Os resultados obtidos pelo partido de Macron são reflexo da política antipopular levada pelo atual mandatário do Palácio do Eliseu. Durante o seu governo, eclodiu uma crise social muito aguda, o que levou ao movimento dos coletes amarelos, duramente reprimido pelas forças policiais. A forma com que o segundo país imperialista da Europa tratou a crise do Covid-19 é no mínimo vergonhosa, baseada em toques de recolher e repressão. Em 2020, o país não tinha testes ou qualquer tipo de equipamento de proteção individual para a população. Apenas em maio de 2020 as máscaras passaram a estar disponíveis para a compra. Agora, a França amarga 111 mil mortos durante a pandemia. Também foram aplicadas pelo presidente leis extremamente repressivas, como restrições às manifestações. No fim do ano de 2020, cerca de 15% da população francesa estava na pobreza. Isso não impacta somente Macron e seu partido, mas também respinga na esquerda.
A esquerda francesa, que embarcou na canoa furada de apoiar Macron durante o seu desastroso governo, também teve um resultado fraco, o que mostra a necessidade da esquerda ter uma política independente, que dê voz às reivindicações do povo trabalhador e não fique a reboque da burguesia. Como aconteceu no Reino Unido e na Alemanha, quando um partido de esquerda, que tem vínculos com a classe trabalhadora, segue a orientação política da burguesia, perde seu peso e sua influência política e torna-se desnecessário.

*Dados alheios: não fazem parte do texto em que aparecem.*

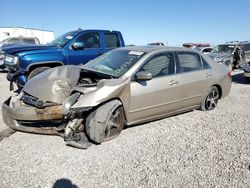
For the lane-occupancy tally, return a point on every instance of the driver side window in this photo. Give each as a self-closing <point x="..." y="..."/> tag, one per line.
<point x="160" y="65"/>
<point x="90" y="40"/>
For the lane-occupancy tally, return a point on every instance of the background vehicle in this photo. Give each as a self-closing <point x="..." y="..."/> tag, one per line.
<point x="15" y="40"/>
<point x="233" y="54"/>
<point x="75" y="47"/>
<point x="121" y="87"/>
<point x="246" y="69"/>
<point x="195" y="45"/>
<point x="44" y="36"/>
<point x="204" y="50"/>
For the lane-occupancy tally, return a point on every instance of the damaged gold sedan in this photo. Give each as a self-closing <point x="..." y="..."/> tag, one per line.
<point x="92" y="103"/>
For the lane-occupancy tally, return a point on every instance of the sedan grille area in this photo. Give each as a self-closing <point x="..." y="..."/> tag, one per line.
<point x="33" y="101"/>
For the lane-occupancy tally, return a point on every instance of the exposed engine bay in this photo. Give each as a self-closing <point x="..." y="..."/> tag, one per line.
<point x="62" y="82"/>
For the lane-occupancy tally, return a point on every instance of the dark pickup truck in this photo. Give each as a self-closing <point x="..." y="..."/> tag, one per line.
<point x="75" y="47"/>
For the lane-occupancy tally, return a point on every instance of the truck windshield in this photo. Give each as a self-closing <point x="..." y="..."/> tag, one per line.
<point x="62" y="40"/>
<point x="114" y="63"/>
<point x="224" y="49"/>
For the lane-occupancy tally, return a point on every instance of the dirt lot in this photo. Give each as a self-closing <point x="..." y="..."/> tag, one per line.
<point x="195" y="149"/>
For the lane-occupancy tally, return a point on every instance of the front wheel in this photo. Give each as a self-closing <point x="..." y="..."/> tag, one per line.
<point x="211" y="99"/>
<point x="106" y="122"/>
<point x="37" y="71"/>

No que diz respeito às abstenções, antes do pleito, a imprensa burguesa já dizia que as eleições teriam uma abstenção nunca antes vista. De acordo com a Rádio França Internacional (RFI), foi observada, nas últimas eleições, uma abstenção de pouco mais da metade do eleitorado. Por sua vez, era esperado este ano uma abstenção ainda maior, de 60%. Após o pleito, os números mostraram uma abstenção recorde, estimadas em cerca de 68% do eleitorado, a mais alta desde 1958.
A imprensa capitalista mundo afora acusou as eleições na Venezuela como fraudulentas, muitas vezes usando a abstenção equivalente à francesa como justificativa para essa conclusão. Logo após as eleições de 2020, o secretário de Estado dos EUA no momento, Mike Pompeo, declarou em suas redes sociais que “as eleições na Venezuela não apresentam os mínimos padrões de qualidade”. O imperialismo europeu, como bom capacho dos EUA, apressou-se em publicar uma nota similar no site do Conselho da União Europeia. O interessante é que, quando se trata de falar de um país imperialista, a imprensa capitalista é complacente, apenas comenta sobre os números de abstenções como fato corriqueiro e esperado.
Por fim, essas abstenções apontam uma crise no regime político francês. A imprensa capitalista justifica esse fato de diversas maneiras, tais como a pandemia de COVID-19 ou afrouxamento das regras do uso de máscaras em pleno verão, o que levou os franceses a preferir ir à praia a votar, por exemplo. Na verdade, o povo francês está cansado dos ataques de Macron e percebe que a extrema-direita tem uma saída absolutamente demagógica. Os trabalhadores franceses não querem nenhum dos dois, mas não veem nenhuma alternativa no momento, uma vez que essa alternativa, que seria a esquerda, insiste em se agarrar à direita tradicional e à burguesia ao invés de se tornar independente e propor uma saída radical, uma derrubada de todo o regime político carcomido e um governo da classe operária.
Isso pode ter graves consequências nas eleições presidenciais de 2022, com a continuidade do neoliberalismo de Macron com o apoio da esquerda ou com a vitória da extrema-direita fascista, caso consiga um apoio popular com muita demagogia.